Eating dinner or grandma? Patterns of intonation are crucial to comprehension

Your tone of voice can tell others a lot about what you mean. Which intonation you use in a sentence matters and your intonation can help listeners figure out the critical difference between “Let’s eat, Grandma!” and “Let’s eat Grandma!”

This is only one of a number of examples showing just how the same words can have very different meanings depending on intonation. Furthermore, intonation is as fundamental an aspect of language as any other (such as syntax and semantics), so it is important to understand how we learn to use intonation and to understand its use by others.

To understand tone better, we return to the concept of contrasting sounds like we have discussed before here, here, and here. Those sounds are ubiquitous in all languages, in signed languages as well as spoken variants. Simple sounds like “b” and “p” mostly differ on a single dimension: when speakers produce the sound “b”, their vocal folds are vibrating, but when they produce the sound “p” they are not. As with any other contrast in language, we can treat intonation generally as existing on a continuum, although it can often be more multidimensional than the b-p contrast.

Intonation, in contrast to individual sounds like “p” and “b”, is something that applies to an entire sentence or word. While intonation is an acoustic property of language that affects the sound of a word, patterns of intonation that distinguish between the two earlier “grandma” sentences unfold over a longer period of time. In languages like English, intonation is not used to distinguish between sounds. In other languages like Mandarin Chinese, tones distinguish between words—we illustrated this in an earlier post with a video.

Intonation is typically measured by looking at the frequencies present in the speech signal. Higher pitch and rising intonation are both signaled by higher frequencies. The most important of these is called F0, or the “fundamental frequency.” Fundamental frequency is a good predictor of whether a word has just been said for the first time in a conversation, whether the speaker is a man or a woman, or an adult or a child. Similarly, patterns of intonation can change from high pitch to low pitch and vice versa or remain flat.
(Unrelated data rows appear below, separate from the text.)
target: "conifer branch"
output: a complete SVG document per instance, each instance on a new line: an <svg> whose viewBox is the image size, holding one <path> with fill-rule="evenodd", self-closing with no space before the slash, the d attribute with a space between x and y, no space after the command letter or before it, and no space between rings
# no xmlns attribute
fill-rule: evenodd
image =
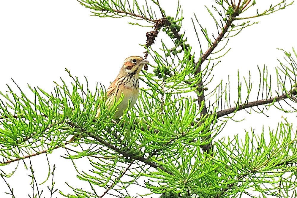
<svg viewBox="0 0 297 198"><path fill-rule="evenodd" d="M296 95L296 91L294 91L292 92L291 95ZM279 96L276 96L268 99L263 99L252 102L248 102L246 103L241 104L235 107L231 107L228 109L219 111L217 113L217 118L218 118L225 115L227 115L228 114L232 113L238 111L242 110L243 109L252 108L254 107L257 107L260 105L263 105L266 104L274 103L275 102L278 102L281 100L289 98L291 96L288 95L288 94L284 94Z"/></svg>

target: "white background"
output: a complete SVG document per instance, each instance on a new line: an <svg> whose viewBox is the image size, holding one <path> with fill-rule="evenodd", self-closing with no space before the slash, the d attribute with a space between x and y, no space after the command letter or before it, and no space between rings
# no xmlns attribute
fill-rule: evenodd
<svg viewBox="0 0 297 198"><path fill-rule="evenodd" d="M160 3L167 14L174 15L177 1L161 0ZM254 7L251 9L251 12L247 13L246 15L255 15L257 8L259 13L268 9L270 4L270 4L279 1L258 0ZM207 28L209 35L214 32L216 36L213 20L204 5L207 4L211 9L211 5L214 1L181 1L185 18L182 31L186 31L188 43L199 54L198 43L191 18L193 17L193 13L195 12L202 25ZM158 9L156 11L159 13ZM213 74L215 75L212 84L216 84L221 79L226 80L230 75L234 80L233 91L236 93L237 70L246 77L248 77L248 71L250 70L256 92L259 80L257 66L262 68L264 64L268 66L273 77L274 76L274 68L279 65L277 59L282 60L284 56L276 48L291 52L292 47L297 48L296 11L297 4L295 3L271 15L251 19L252 22L261 22L247 28L231 38L227 47L231 49L215 69ZM12 85L12 78L25 93L28 91L27 83L32 87L38 86L47 91L52 91L54 86L53 81L59 81L60 77L66 82L71 81L65 71L65 67L80 79L83 79L83 75L86 76L91 86L94 87L99 82L107 87L116 76L125 58L132 55L142 56L144 50L139 44L145 44L146 33L151 29L132 26L127 22L146 25L144 21L129 18L100 18L90 16L89 12L75 0L0 1L0 90L2 92L7 90L6 83ZM165 36L164 33L161 32L157 42ZM203 40L203 37L200 39ZM203 43L204 52L207 46L205 42ZM168 43L168 45L172 44ZM157 47L157 45L153 47ZM153 64L149 58L148 60ZM152 70L149 68L149 71ZM263 125L268 133L268 126L276 129L277 122L282 120L282 116L287 117L291 122L296 120L296 114L285 114L273 107L271 110L267 113L268 117L255 113L251 115L244 111L238 113L236 119L245 118L246 119L239 123L230 121L220 137L239 134L244 138L245 129L250 131L251 127L259 134ZM73 186L89 188L88 184L76 178L71 162L59 157L64 152L58 149L48 156L51 165L56 164L56 187L64 193L71 193L71 189L64 183L66 181ZM46 179L48 172L45 156L34 157L32 161L38 174L38 182L41 183ZM79 161L76 162L79 164ZM83 164L83 160L82 162ZM20 163L16 172L7 181L14 189L17 197L26 197L28 194L31 195L30 179L28 176L30 172L25 170L22 162ZM13 170L16 165L14 163L1 169L9 172L8 170ZM49 185L47 183L40 187L44 189L43 195L46 197L48 194L46 186ZM7 186L0 179L0 197L10 197L4 194L7 191ZM57 193L55 194L55 197L61 197Z"/></svg>

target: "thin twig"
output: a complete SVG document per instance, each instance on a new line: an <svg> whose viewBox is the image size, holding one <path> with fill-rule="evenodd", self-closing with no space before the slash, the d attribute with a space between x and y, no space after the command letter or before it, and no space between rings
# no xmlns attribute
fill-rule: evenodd
<svg viewBox="0 0 297 198"><path fill-rule="evenodd" d="M133 163L134 163L134 161L132 161L130 163L130 164L129 164L129 165L128 166L128 167L127 167L125 169L125 170L124 171L124 172L123 172L123 173L121 174L121 175L119 175L118 178L117 178L118 180L119 180L121 178L122 178L122 177L123 176L124 176L126 174L126 172L127 172L127 171L128 171L128 170L129 170L129 169L130 168L130 167L131 167L131 166L132 165L132 164L133 164ZM106 189L106 190L103 193L103 194L102 194L102 195L99 197L99 198L102 198L102 197L103 197L103 196L104 196L105 195L105 194L106 193L108 192L108 191L109 191L110 190L112 189L112 188L114 186L114 185L116 184L116 180L115 179L114 180L114 181L113 182L113 183L110 185L110 186L109 186L107 188L107 189Z"/></svg>
<svg viewBox="0 0 297 198"><path fill-rule="evenodd" d="M3 180L4 180L4 182L5 182L5 183L6 184L6 185L7 185L7 187L9 189L9 190L10 191L10 192L11 193L11 194L10 194L9 193L7 193L8 194L10 194L12 196L12 198L15 198L15 195L13 194L13 189L12 189L10 188L10 186L9 184L8 184L8 183L7 183L7 182L6 180L5 180L5 179L4 179L4 177L3 176L3 175L2 174L0 174L0 176L1 176L1 178L2 178L2 179L3 179Z"/></svg>

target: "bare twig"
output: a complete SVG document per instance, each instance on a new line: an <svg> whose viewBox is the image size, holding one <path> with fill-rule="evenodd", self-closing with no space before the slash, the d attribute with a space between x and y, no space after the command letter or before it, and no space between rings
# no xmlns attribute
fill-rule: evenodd
<svg viewBox="0 0 297 198"><path fill-rule="evenodd" d="M129 166L128 166L128 167L127 167L126 168L126 169L125 169L125 170L124 170L124 171L122 173L122 174L118 177L117 179L117 180L119 180L123 176L124 176L126 174L126 172L127 172L127 171L128 171L128 170L129 170L129 169L130 168L130 167L131 167L131 166L133 164L133 163L134 163L134 161L132 161L130 163L130 164L129 164ZM102 194L102 195L99 197L99 198L102 198L102 197L103 197L103 196L104 196L105 195L105 194L106 194L106 193L108 192L108 191L109 191L110 190L112 189L112 188L113 188L114 186L116 184L116 180L117 180L115 179L114 181L114 182L112 184L110 185L106 189L106 190L103 193L103 194Z"/></svg>
<svg viewBox="0 0 297 198"><path fill-rule="evenodd" d="M9 185L8 183L7 183L7 182L6 180L5 180L5 179L4 179L4 177L3 176L3 175L2 175L2 174L0 174L0 176L1 176L1 178L2 178L2 179L3 179L3 180L4 180L4 182L5 182L5 183L6 184L6 185L9 189L9 190L10 191L11 193L7 193L8 194L10 194L12 196L12 198L15 198L15 196L14 194L13 194L13 189L10 188L10 186Z"/></svg>

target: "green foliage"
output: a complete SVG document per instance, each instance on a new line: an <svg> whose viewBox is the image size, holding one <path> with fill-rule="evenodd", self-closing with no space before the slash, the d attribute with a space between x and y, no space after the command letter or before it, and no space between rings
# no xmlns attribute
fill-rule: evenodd
<svg viewBox="0 0 297 198"><path fill-rule="evenodd" d="M140 189L137 192L140 196L156 194L161 194L160 198L241 197L251 196L252 191L263 197L296 194L297 137L292 125L285 119L274 131L263 127L259 136L252 129L246 132L244 139L228 134L222 139L216 137L238 111L249 109L250 113L253 110L265 114L274 105L283 112L297 112L297 55L294 48L293 55L283 50L285 63L279 61L275 79L264 66L258 67L259 85L255 88L250 73L247 77L239 71L237 82L222 79L215 87L209 86L220 62L217 59L228 54L229 50L225 48L228 39L257 23L251 24L247 20L282 9L293 2L283 1L260 14L240 18L255 6L255 1L237 4L214 1L214 12L206 9L217 35L213 35L214 39L209 36L209 31L194 14L195 21L192 22L200 47L199 53L195 53L187 40L186 31L179 33L185 19L179 2L176 16L173 17L165 15L158 1L150 1L152 6L146 1L143 5L135 0L78 1L95 16L129 16L148 23L147 26L130 23L140 26L153 23L154 33L157 34L162 28L166 33L162 36L168 36L172 42L161 40L160 49L151 45L146 46L147 55L154 61L150 60L154 73L143 71L141 79L146 87L141 89L135 108L127 110L119 120L112 118L123 96L108 110L105 89L97 85L89 87L86 78L81 83L67 69L72 83L61 79L61 82L55 82L50 93L29 85L31 92L25 93L14 81L14 88L7 85L6 93L0 92L0 155L3 158L0 165L7 166L27 158L27 155L49 154L58 148L64 148L68 154L64 157L71 160L77 178L91 187L88 191L67 181L73 194L65 194L62 189L59 191L67 197L110 194L132 197L129 188L135 186ZM157 11L160 12L159 16ZM242 20L241 24L234 23L239 20ZM197 31L197 24L201 32ZM202 37L207 46L202 45ZM224 42L218 49L219 43ZM235 96L230 93L232 83L238 85ZM277 87L276 91L273 91L273 86ZM257 98L250 98L252 93L257 93ZM287 103L285 107L280 104L283 101ZM100 116L95 118L98 105ZM260 110L260 105L264 108ZM81 138L70 144L81 147L70 148L66 138L78 134ZM88 160L90 170L79 168L73 160L82 158ZM16 169L19 168L18 166ZM37 194L33 190L33 194L40 197L42 192L38 190L31 164L30 167L32 186L37 188ZM53 180L48 188L51 196L57 191L54 187L54 169L51 172L49 169L48 179ZM9 173L1 171L6 183L5 178L15 170ZM140 182L143 178L145 183ZM13 196L12 189L7 185ZM142 194L142 188L150 192ZM98 189L105 192L99 195Z"/></svg>

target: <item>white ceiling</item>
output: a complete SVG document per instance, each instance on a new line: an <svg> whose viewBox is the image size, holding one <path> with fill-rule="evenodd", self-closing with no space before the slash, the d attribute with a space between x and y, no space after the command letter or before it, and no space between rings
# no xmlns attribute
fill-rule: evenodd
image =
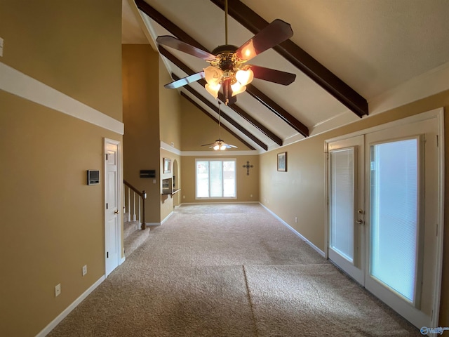
<svg viewBox="0 0 449 337"><path fill-rule="evenodd" d="M145 1L209 51L224 44L224 12L210 0ZM266 21L280 18L289 22L293 30L290 40L362 95L368 102L370 114L374 113L372 103L379 100L378 98L386 93L397 90L423 74L449 68L448 0L241 2ZM133 0L123 0L123 44L149 43L155 48L157 36L170 34L137 9ZM229 44L241 46L253 35L230 16L228 20ZM167 49L195 71L199 72L208 65L192 55ZM162 58L166 60L170 73L173 72L178 77L187 75ZM359 119L275 51L269 50L257 55L250 63L297 74L295 82L288 86L257 79L253 84L305 124L311 134ZM449 79L446 79L449 83ZM190 86L216 105L202 86L197 83ZM178 90L207 109L185 88ZM282 138L284 144L304 138L248 93L238 95L236 104ZM279 146L228 107L224 109L227 114L262 140L269 149ZM214 114L211 110L210 112ZM229 124L227 126L236 130ZM257 150L260 149L239 131L236 133Z"/></svg>

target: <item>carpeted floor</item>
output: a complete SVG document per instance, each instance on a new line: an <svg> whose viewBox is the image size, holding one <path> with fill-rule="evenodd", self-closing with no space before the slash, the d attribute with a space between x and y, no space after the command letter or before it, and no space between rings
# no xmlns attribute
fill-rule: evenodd
<svg viewBox="0 0 449 337"><path fill-rule="evenodd" d="M49 336L406 336L257 204L185 205Z"/></svg>

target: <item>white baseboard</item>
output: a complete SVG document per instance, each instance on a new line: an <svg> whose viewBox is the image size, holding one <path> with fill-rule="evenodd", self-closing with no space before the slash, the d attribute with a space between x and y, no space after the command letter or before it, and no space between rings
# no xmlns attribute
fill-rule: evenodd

Just like with categorization of pairs of sounds, identifying the intonational pattern we hear and assigning a label to it is difficult for speakers. Even experts may not agree on whether they heard one pattern or another in a sentence. In addition to this, identifying intonations is incredibly context-dependent, especially because how a speaker says “grandma” depends on everything they said earlier in the sentence. And even once you’ve got all that information, the exact intonation you hear may not be a perfect indicator of what the speaker means.
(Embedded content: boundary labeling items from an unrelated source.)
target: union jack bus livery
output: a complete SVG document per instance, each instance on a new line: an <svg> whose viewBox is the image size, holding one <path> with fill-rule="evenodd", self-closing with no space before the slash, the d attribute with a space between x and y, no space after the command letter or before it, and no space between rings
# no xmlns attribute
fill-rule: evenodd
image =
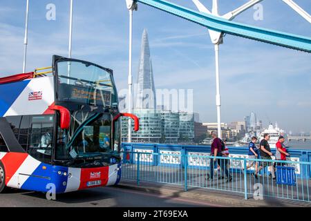
<svg viewBox="0 0 311 221"><path fill-rule="evenodd" d="M138 130L119 112L113 71L88 61L54 55L52 67L0 78L0 193L117 184L121 116Z"/></svg>

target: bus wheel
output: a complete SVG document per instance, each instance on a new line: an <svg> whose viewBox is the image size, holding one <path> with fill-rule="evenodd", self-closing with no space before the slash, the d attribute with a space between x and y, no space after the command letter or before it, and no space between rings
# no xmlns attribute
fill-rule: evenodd
<svg viewBox="0 0 311 221"><path fill-rule="evenodd" d="M0 162L0 193L6 191L6 171L3 164Z"/></svg>

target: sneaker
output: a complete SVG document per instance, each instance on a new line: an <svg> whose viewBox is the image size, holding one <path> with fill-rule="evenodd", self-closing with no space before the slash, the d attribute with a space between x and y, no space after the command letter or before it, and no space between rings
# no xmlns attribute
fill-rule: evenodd
<svg viewBox="0 0 311 221"><path fill-rule="evenodd" d="M229 177L229 178L227 178L226 179L226 182L231 182L231 181L232 181L232 177Z"/></svg>
<svg viewBox="0 0 311 221"><path fill-rule="evenodd" d="M205 180L208 180L208 181L213 181L214 180L214 177L207 177L207 178L205 178Z"/></svg>

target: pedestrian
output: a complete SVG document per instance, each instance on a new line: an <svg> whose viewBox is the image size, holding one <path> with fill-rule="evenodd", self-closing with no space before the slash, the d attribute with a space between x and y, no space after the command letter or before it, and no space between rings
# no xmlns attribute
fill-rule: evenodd
<svg viewBox="0 0 311 221"><path fill-rule="evenodd" d="M248 164L246 166L246 170L252 167L254 164L255 164L255 173L252 173L252 175L258 179L258 163L257 161L252 160L253 159L258 159L259 157L259 148L256 146L256 143L257 142L258 138L256 137L252 137L252 141L248 144L248 159L249 161L248 162ZM242 172L244 173L244 170L245 169L242 169Z"/></svg>
<svg viewBox="0 0 311 221"><path fill-rule="evenodd" d="M221 151L221 154L223 155L223 157L228 157L229 158L229 148L227 146L227 139L225 139L223 140L223 142L225 144L225 148ZM224 168L226 168L228 171L229 170L229 164L230 164L230 160L225 159L225 160L220 160L224 162ZM221 169L221 168L220 168ZM220 176L221 179L223 179L225 177L223 174L225 173L225 171L222 169L223 175Z"/></svg>
<svg viewBox="0 0 311 221"><path fill-rule="evenodd" d="M279 136L279 141L275 144L275 146L276 147L275 158L276 160L286 160L286 157L290 156L290 154L286 151L286 146L284 144L284 142L285 142L285 137L283 136ZM276 165L276 166L284 166L283 163L281 163L281 162L275 162L274 168L275 168Z"/></svg>
<svg viewBox="0 0 311 221"><path fill-rule="evenodd" d="M273 155L273 153L271 152L270 145L269 145L268 141L270 140L270 135L268 133L265 133L263 135L263 139L261 140L260 144L260 154L261 158L263 160L272 160L272 158L271 157ZM267 166L269 166L270 169L271 175L272 176L272 179L274 180L276 180L274 175L274 169L273 168L272 162L263 161L261 162L261 166L259 169L259 171L262 169L265 169ZM257 175L257 174L256 174Z"/></svg>
<svg viewBox="0 0 311 221"><path fill-rule="evenodd" d="M225 146L225 144L222 144L222 143L223 142L221 141L220 138L217 137L217 135L214 131L211 131L211 137L213 138L213 143L211 145L210 155L212 156L213 157L211 157L210 159L209 177L208 178L208 180L214 180L214 169L215 167L216 162L218 162L218 165L220 166L220 168L225 171L225 173L227 178L226 181L231 181L232 180L232 177L229 175L228 170L225 166L225 163L223 160L222 161L220 160L220 159L216 158L217 157L223 157L221 151L223 146ZM225 146L223 148L225 148Z"/></svg>

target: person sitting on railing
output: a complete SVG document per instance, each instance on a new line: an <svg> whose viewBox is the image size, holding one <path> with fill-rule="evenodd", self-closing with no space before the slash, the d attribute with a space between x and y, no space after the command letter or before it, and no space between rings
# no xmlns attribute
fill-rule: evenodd
<svg viewBox="0 0 311 221"><path fill-rule="evenodd" d="M259 157L259 148L256 146L256 143L257 142L257 137L252 137L252 141L248 144L248 159L258 159ZM258 179L258 162L255 162L254 160L249 160L247 166L246 166L246 170L249 169L252 166L255 164L255 173L253 173L252 175L256 178ZM244 173L244 170L245 169L242 169L242 173Z"/></svg>
<svg viewBox="0 0 311 221"><path fill-rule="evenodd" d="M263 139L261 141L260 144L260 153L261 158L264 160L272 160L271 157L273 153L271 152L270 145L269 145L268 141L270 140L270 135L268 133L265 133L263 135ZM271 175L274 180L276 180L274 175L274 169L273 168L272 162L264 161L261 162L262 165L259 168L259 171L262 169L265 169L266 166L270 168Z"/></svg>
<svg viewBox="0 0 311 221"><path fill-rule="evenodd" d="M229 157L229 148L227 146L227 139L225 139L223 140L223 143L225 144L225 148L222 150L221 151L221 154L223 155L223 157ZM224 162L224 167L227 168L227 169L229 171L229 164L230 164L230 160L220 160ZM219 166L220 167L220 166ZM221 169L221 168L220 168L220 169ZM223 175L220 176L221 179L223 179L225 177L223 175L223 174L225 174L225 171L223 169L221 169L222 173L223 173Z"/></svg>
<svg viewBox="0 0 311 221"><path fill-rule="evenodd" d="M279 141L275 144L276 154L275 159L276 160L287 160L286 157L289 157L290 154L286 151L286 146L284 145L285 137L283 136L279 137ZM281 162L275 162L274 167L276 166L285 166L283 163Z"/></svg>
Relative to other aspects of speech comprehension, intonation has been difficult to study in English. Thankfully, researchers Chigusa Kurumada, Meredith Brown, and Michael Tanenhaus tackled the question of which factors affect whether we think grandma is dinner or whether she is just hungry in a paper just out in the Psychonomic Bulletin and Review.

Source: San Diego zoo.

The researchers started with the premise that intonation exists on a continuum. This property means that it is possible to gradually turn sentences said with one particular intonation into another intonation. Kurumada and colleagues started with a sentence like “It looks like a zebra”, and mixed the audio properties with a recording containing the same words, but with a completely different meaning such as “It LOOKS like a zebra” (but it isn’t, it’s an okapi, which looks surprisingly similar to a zebra at first glance).
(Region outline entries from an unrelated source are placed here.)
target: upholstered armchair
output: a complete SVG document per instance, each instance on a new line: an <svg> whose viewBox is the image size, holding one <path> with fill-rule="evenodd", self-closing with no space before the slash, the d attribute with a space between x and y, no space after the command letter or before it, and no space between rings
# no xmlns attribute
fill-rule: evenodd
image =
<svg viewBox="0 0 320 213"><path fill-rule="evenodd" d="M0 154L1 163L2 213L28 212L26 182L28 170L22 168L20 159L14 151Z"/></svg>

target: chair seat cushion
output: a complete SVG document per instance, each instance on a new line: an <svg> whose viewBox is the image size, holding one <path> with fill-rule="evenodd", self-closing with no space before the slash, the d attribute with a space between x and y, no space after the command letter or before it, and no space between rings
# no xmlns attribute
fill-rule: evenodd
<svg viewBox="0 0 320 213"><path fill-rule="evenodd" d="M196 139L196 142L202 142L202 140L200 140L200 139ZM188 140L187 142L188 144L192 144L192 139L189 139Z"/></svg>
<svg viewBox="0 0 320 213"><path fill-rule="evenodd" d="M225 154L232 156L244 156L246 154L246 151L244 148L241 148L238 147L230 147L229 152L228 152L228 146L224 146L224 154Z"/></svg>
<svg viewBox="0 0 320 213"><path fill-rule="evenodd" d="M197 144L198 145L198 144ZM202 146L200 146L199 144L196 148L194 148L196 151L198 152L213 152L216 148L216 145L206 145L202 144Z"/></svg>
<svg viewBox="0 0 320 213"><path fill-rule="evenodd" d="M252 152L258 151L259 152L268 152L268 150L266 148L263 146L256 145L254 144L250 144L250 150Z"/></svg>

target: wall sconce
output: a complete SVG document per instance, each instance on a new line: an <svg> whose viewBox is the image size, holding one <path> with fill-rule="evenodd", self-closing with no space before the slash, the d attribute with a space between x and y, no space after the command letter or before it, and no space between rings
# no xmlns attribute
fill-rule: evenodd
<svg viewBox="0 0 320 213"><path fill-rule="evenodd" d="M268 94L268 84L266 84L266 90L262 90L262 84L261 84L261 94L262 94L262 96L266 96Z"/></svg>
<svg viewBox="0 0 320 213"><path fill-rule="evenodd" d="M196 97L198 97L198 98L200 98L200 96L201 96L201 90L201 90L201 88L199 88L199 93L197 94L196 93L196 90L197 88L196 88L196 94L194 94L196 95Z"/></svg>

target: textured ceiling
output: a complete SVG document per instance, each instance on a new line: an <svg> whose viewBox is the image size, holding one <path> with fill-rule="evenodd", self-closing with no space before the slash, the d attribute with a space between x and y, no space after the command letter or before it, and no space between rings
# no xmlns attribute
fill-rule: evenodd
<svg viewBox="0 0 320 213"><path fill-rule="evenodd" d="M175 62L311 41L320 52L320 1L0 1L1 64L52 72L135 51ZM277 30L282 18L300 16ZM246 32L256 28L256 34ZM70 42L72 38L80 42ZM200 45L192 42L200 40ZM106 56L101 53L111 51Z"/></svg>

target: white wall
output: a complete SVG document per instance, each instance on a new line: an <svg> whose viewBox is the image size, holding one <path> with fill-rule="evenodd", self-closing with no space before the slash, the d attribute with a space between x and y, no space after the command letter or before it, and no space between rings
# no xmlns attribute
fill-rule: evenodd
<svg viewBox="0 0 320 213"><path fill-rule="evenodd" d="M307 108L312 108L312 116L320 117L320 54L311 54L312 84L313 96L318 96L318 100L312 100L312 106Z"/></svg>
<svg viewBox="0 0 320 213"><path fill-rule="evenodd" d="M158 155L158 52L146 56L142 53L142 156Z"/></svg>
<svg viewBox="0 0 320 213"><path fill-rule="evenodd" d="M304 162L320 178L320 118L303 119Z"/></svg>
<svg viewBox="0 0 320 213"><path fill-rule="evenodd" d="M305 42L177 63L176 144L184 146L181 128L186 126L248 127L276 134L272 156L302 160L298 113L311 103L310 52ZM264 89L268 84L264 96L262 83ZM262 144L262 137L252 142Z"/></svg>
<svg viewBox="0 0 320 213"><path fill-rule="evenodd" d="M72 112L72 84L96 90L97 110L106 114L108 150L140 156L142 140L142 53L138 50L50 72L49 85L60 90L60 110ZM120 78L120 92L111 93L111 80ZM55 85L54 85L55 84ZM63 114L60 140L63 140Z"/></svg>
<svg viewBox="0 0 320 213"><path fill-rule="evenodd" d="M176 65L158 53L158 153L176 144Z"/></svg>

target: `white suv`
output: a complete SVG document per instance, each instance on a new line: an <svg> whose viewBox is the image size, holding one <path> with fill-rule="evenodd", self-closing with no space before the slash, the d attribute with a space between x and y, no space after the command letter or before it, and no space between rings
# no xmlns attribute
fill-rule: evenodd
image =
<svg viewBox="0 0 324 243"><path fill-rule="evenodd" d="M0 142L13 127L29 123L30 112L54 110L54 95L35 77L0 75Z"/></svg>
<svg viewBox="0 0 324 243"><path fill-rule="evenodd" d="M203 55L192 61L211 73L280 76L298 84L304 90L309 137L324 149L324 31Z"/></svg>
If these two end points seem hard to distinguish in your head, you can try saying both of them out loud, and also listen to contrasts between the most extreme examples here and here. More specifically, the value of the fundamental frequency (F0) discussed earlier moves up and down over time in different ways depending on what kind of meaning the speaker might be trying to convey. In fact, the two most extreme examples (line 1 and line 12 in the figure below) almost have an opposite pattern to each other.

By mixing these two intonation patterns together, the researchers created a twelve-step continuum between the neutral form of the sentence with a sentence that has a very strong intonation that carries with it a specific meaning. This mixing pattern is reproduced below. The difference between the dark blue line (step 1, highly similar) and the dark red line (step 12, mixing maximally dissimilar intonations) is obvious as the lines on one seem to almost predict the opposite value on the other.

For the first experiment, Kurumada and colleagues asked whether there was a relationship between where an utterance fell on the continuum above and whether participants thought a speaker was talking about something familiar (the zebra) or something novel (the okapi) in a two-alternative forced choice task. Participants listened to different recordings of “It looks like a zebra” with different intonations while looking at a picture of a zebra and a picture of an okapi. When they heard the recording, participants had to click on the picture that they thought the speaker was talking about. The more a sentence sounded like “It LOOKS like a zebra”, the more they responded that the speaker was talking about the okapi (and not the zebra).

In the second experiment, the team then asked whether context matters. As we have seen, it can be difficult to make judgments about what tone a sentence has, but maybe more context, experience, and especially feedback can help. In this experiment, there was an initial training phase where Kurumada and colleagues provided participants with the same sentences as before, but immediately after making a decision to click on either the zebra or the okapi, participants heard a continuation of the sentence that gave them feedback as to which meaning the speaker had intended. These two meanings could indicate the zebra (“because it has black and white stripes all over its body”) or the okapi (“because it only has stripes on its legs”).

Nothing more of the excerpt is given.